Radiation Physics

PV QA 3 - Poster Viewing Q&A 3

TU_4_3202 - Improving coverage of epidural space in spinal stereotactic body radiation therapy without compromising spinal cord sparing: A feasibility study.

Tuesday, October 23
1:00 PM - 2:30 PM
Location: Innovation Hub, Exhibit Hall 3

Improving coverage of epidural space in spinal stereotactic body radiation therapy without compromising spinal cord sparing: A feasibility study.
P. J. Jensen1, J. P. Kirkpatrick2, S. R. Floyd3, J. Torok Jr4, C. R. Goodwin1, and Q. R. J. J. Wu1; 1Duke University, Durham, NC, 2Duke University Medical Center, Durham, NC, 3Beth Israel Deaconess Medical Center, Boston, MA, 4Duke University Department of Radiation Oncology, Durham, NC

Purpose/Objective(s): Local recurrence for spinal stereotactic body radiation therapy (SBRT) often occurs in the epidural space immediately adjacent to the planning target volume (PTV). It is unknown if a clinically significant reduction in local recurrence could be achieved safely by requiring a minimum dose in the epidural space near the PTV. We hypothesize that it is possible to impose a minimum dose of 1000 cGy to 95% of the epidural space near the PTV for single fraction cases without compromising the dose objectives placed on the spinal cord and PTV.
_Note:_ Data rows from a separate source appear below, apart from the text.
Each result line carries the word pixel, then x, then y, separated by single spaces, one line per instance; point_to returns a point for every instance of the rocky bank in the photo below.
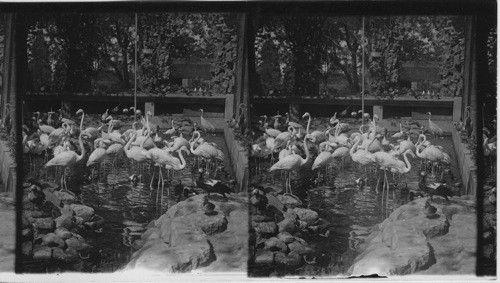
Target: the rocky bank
pixel 410 243
pixel 52 224
pixel 185 238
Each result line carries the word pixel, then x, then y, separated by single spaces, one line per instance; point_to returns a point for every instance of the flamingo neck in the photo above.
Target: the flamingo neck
pixel 407 162
pixel 308 124
pixel 353 149
pixel 183 161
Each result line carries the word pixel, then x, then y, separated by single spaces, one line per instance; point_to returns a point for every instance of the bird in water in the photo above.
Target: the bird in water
pixel 208 207
pixel 434 189
pixel 429 210
pixel 360 183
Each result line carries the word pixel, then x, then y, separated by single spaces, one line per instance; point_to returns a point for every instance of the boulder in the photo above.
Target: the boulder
pixel 290 260
pixel 63 233
pixel 42 253
pixel 264 257
pixel 46 223
pixel 24 222
pixel 65 197
pixel 27 249
pixel 212 224
pixel 83 211
pixel 287 225
pixel 51 197
pixel 30 214
pixel 27 234
pixel 61 255
pixel 67 210
pixel 268 228
pixel 307 215
pixel 300 248
pixel 65 222
pixel 274 244
pixel 77 244
pixel 289 201
pixel 286 237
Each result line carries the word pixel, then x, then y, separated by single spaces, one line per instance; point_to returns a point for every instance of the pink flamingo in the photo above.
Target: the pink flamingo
pixel 68 158
pixel 292 163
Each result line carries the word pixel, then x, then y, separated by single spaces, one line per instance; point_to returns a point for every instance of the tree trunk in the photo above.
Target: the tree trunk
pixel 126 78
pixel 354 72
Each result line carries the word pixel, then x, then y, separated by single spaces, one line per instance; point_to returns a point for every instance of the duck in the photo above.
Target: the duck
pixel 434 189
pixel 213 186
pixel 208 207
pixel 179 188
pixel 360 183
pixel 429 210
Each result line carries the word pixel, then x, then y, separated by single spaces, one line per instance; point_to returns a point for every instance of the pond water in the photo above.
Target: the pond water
pixel 127 209
pixel 351 212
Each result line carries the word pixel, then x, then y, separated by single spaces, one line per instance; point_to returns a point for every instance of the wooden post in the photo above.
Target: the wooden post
pixel 241 72
pixel 469 77
pixel 9 86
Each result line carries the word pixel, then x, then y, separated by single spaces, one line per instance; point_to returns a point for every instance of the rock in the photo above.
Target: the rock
pixel 24 222
pixel 274 244
pixel 83 211
pixel 434 227
pixel 27 234
pixel 289 201
pixel 60 254
pixel 44 223
pixel 287 225
pixel 150 234
pixel 290 260
pixel 286 237
pixel 42 253
pixel 300 248
pixel 261 218
pixel 63 233
pixel 268 228
pixel 27 249
pixel 35 214
pixel 76 244
pixel 67 210
pixel 51 197
pixel 302 224
pixel 48 238
pixel 64 221
pixel 65 197
pixel 264 257
pixel 212 224
pixel 307 215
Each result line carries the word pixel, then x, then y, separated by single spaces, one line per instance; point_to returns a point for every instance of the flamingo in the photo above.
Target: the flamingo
pixel 97 156
pixel 172 130
pixel 68 158
pixel 292 163
pixel 324 159
pixel 319 136
pixel 360 156
pixel 435 129
pixel 432 153
pixel 399 134
pixel 283 138
pixel 206 150
pixel 205 124
pixel 290 123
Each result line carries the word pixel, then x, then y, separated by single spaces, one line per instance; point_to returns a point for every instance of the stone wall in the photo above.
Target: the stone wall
pixel 239 159
pixel 8 168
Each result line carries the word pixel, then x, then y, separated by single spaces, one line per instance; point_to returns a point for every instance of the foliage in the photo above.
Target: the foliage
pixel 79 46
pixel 389 42
pixel 223 38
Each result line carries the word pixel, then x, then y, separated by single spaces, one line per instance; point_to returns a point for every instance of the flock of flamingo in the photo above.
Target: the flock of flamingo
pixel 369 147
pixel 141 145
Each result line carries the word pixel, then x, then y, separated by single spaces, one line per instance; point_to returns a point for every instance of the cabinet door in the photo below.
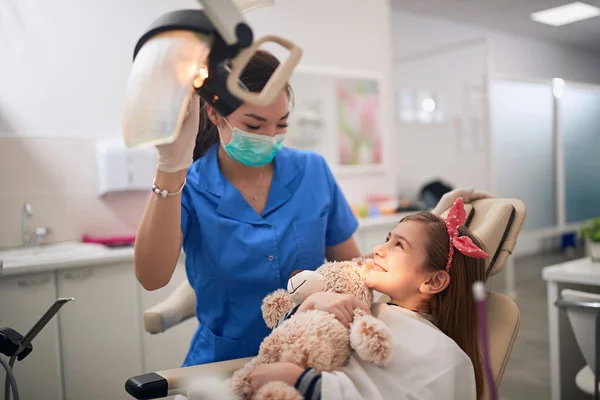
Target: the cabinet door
pixel 23 300
pixel 100 332
pixel 168 349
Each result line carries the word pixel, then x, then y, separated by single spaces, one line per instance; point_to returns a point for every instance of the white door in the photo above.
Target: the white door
pixel 168 349
pixel 23 300
pixel 100 332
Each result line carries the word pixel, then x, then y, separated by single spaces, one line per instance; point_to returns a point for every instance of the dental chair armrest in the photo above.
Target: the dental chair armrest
pixel 157 385
pixel 178 307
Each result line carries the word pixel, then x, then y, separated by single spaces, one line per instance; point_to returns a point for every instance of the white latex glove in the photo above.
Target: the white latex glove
pixel 178 155
pixel 468 195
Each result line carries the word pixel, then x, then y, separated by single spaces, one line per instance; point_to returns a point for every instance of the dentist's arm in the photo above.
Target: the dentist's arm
pixel 159 237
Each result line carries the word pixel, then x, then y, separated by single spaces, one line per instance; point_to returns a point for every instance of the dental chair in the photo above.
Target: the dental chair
pixel 497 222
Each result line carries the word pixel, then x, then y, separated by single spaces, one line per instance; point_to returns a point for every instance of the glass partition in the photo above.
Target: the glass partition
pixel 521 121
pixel 579 110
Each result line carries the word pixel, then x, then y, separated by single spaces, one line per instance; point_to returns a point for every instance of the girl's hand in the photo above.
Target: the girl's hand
pixel 265 373
pixel 340 305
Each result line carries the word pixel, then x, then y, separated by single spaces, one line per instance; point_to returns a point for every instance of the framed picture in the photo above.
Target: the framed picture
pixel 339 114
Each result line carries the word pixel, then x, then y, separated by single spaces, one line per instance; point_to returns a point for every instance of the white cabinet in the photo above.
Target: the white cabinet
pixel 369 237
pixel 168 349
pixel 100 331
pixel 23 300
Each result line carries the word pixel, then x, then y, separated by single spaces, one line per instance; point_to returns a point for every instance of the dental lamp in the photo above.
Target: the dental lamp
pixel 201 51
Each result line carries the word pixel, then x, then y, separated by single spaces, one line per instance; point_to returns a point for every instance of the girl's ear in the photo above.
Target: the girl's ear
pixel 438 281
pixel 212 115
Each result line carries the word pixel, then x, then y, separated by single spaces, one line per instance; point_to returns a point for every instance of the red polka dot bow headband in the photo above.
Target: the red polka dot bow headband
pixel 457 217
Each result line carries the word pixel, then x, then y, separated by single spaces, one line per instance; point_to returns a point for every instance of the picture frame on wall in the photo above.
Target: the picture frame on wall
pixel 339 114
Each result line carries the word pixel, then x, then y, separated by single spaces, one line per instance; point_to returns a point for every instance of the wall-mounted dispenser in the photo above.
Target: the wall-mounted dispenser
pixel 122 169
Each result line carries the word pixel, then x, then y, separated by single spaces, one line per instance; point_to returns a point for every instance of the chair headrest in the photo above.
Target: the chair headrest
pixel 497 222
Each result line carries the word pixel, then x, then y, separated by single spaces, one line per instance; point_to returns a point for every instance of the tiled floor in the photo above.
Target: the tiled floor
pixel 527 375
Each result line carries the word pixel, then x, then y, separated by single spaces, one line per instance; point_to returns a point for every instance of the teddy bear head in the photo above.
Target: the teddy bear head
pixel 345 277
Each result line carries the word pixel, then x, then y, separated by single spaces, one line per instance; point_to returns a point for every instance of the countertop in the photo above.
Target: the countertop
pixel 580 271
pixel 67 255
pixel 92 255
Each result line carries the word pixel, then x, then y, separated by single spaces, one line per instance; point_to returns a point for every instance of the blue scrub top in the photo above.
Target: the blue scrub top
pixel 235 257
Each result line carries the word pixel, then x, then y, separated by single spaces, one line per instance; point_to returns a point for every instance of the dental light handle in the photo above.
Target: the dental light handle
pixel 479 295
pixel 276 82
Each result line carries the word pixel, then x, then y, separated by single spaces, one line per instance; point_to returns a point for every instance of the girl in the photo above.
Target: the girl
pixel 427 267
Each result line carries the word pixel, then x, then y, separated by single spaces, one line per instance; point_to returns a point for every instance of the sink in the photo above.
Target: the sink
pixel 50 253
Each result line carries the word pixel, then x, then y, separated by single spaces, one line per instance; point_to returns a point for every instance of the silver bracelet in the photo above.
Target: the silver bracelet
pixel 165 193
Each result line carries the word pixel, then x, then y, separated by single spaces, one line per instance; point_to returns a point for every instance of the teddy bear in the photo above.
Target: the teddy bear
pixel 315 338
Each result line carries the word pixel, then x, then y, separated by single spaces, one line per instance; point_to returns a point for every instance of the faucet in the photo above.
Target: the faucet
pixel 29 238
pixel 26 215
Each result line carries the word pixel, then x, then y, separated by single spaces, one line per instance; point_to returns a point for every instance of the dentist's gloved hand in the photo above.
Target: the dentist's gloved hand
pixel 468 195
pixel 178 155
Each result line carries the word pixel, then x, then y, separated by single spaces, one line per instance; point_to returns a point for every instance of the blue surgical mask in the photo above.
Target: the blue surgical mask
pixel 251 149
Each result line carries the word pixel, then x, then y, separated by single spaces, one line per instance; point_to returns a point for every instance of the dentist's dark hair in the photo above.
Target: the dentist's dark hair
pixel 453 309
pixel 255 76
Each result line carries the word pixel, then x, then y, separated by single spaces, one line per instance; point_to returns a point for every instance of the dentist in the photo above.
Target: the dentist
pixel 248 212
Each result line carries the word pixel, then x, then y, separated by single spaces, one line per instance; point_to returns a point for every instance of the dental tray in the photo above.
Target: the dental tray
pixel 110 241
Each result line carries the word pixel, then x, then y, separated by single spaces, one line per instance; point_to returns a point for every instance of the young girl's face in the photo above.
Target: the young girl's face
pixel 400 261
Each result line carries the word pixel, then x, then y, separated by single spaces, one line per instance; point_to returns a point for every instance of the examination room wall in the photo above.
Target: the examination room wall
pixel 62 84
pixel 456 64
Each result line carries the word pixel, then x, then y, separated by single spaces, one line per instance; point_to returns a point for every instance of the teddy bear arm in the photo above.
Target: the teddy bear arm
pixel 275 306
pixel 371 339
Materials/Methods: 19 spinal SBRT plans were retrospectively reviewed. For standardization, the plans were renormalized to deliver 1800 cGy in one fraction. For each plan, the region of the epidural space of interest (RESI) was defined as the overlap between a 3mm shell around the spinal cord and a 4mm expansion of the PTV. These cases were re-planned using three coplanar volumetric modulated arc therapy (VMAT) arcs centered on the PTV with collimator angles of 0, 45, and 315 degrees. Prescriptions for the new plans were normalized to 1800 cGy to the PTV in one fraction, with the D95 and D5 PTV constraints being 1750 cGy and 1950 cGy, respectively; the D10 and Dmax spinal cord constraints were 1000 cGy and 1400 cGy, respectively. Assuming that these constraints were met, dose to the RESI was maximized through optimization in a treatment planning system. The dose delivered to the RESI was computed from the newly-produced plans, along with the D95 and D5 of the PTV and the D10 and Dmax of the spinal cord. Data were analyzed using descriptive statistics.
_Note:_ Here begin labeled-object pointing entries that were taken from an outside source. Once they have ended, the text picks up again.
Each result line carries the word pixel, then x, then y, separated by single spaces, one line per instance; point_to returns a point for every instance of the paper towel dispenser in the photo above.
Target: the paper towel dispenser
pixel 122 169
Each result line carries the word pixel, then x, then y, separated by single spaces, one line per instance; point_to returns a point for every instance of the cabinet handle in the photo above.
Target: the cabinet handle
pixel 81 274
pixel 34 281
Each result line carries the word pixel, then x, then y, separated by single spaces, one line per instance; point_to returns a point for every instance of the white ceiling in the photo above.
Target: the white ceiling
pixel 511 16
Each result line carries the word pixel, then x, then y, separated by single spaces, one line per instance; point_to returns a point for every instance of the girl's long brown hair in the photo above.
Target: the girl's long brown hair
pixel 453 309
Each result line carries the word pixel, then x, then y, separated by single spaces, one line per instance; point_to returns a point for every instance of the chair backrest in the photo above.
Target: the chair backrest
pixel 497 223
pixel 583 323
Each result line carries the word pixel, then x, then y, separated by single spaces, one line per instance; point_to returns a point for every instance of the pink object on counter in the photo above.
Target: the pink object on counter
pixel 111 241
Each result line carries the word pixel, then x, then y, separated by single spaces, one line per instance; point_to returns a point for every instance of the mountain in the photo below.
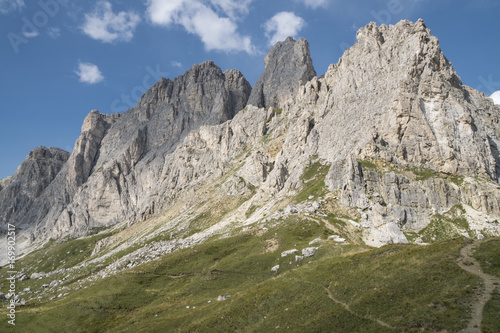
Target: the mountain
pixel 387 147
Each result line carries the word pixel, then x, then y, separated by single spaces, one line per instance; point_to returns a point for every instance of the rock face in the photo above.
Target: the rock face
pixel 400 138
pixel 115 170
pixel 287 66
pixel 18 192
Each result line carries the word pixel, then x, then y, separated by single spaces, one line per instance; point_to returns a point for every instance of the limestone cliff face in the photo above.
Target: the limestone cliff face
pixel 287 66
pixel 34 175
pixel 402 137
pixel 114 171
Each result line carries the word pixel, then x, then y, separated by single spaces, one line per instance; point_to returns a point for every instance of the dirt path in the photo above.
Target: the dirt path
pixel 467 262
pixel 380 322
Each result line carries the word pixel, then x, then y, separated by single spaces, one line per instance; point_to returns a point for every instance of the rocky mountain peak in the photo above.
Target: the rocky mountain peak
pixel 287 65
pixel 44 153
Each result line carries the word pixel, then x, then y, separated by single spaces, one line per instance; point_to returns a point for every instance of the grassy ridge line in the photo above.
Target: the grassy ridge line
pixel 408 287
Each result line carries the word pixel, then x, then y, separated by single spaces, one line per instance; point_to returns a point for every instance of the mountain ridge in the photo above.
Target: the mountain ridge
pixel 391 106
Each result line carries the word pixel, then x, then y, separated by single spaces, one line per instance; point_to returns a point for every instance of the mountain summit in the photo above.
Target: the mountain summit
pixel 393 134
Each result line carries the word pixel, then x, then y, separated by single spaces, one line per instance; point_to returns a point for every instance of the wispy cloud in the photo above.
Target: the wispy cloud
pixel 496 97
pixel 30 34
pixel 7 6
pixel 104 25
pixel 54 32
pixel 213 21
pixel 89 73
pixel 315 3
pixel 176 64
pixel 283 25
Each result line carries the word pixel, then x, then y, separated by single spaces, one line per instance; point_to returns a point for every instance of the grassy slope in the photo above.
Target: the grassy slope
pixel 488 255
pixel 407 286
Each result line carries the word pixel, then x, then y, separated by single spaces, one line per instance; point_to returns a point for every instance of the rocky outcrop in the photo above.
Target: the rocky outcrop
pixel 28 183
pixel 115 170
pixel 391 109
pixel 287 66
Results: Among the 13 cases that were capable of meeting the dose-volume constraints imposed on the spinal cord and PTV, the mean and standard deviation of the RESI D95 was 1074 cGy and 79 cGy, respectively, with 11 out of 13 of the reproduced plans achieving an RESI D95 above 1000 cGy. For the 6 cases that could not meet the constraints on the spinal cord and PTV regardless of RESI prioritization, the mean and standard deviation of the RESI D95 was 1137 cGy and 104 cGy, respectively, with the lowest value being 1056 cGy.

Conclusion: We conclude that 1000 cGy to 95% of the RESI volume is a feasible dose constraint to impose during single-fraction spinal SBRT treatment planning. In cases where the PTV is very near or overlaps with the spinal cord, this dose constraint tends to have little impact on planning optimization, since dose to the RESI is pushed above this constraint without prioritization. A prospective study is needed to determine the clinical impact of this additional dose constraint.

Author Disclosure: P.J. Jensen: None. J.P. Kirkpatrick: Research Grant; Varian Medical Sytems, Inc. Partnership; ClearSight Radiotherapy Products, LLP. S.R. Floyd: Instructor; Accuray Incorporated. J. Torok: None. C.R. Goodwin: None. Q.J. Wu: None.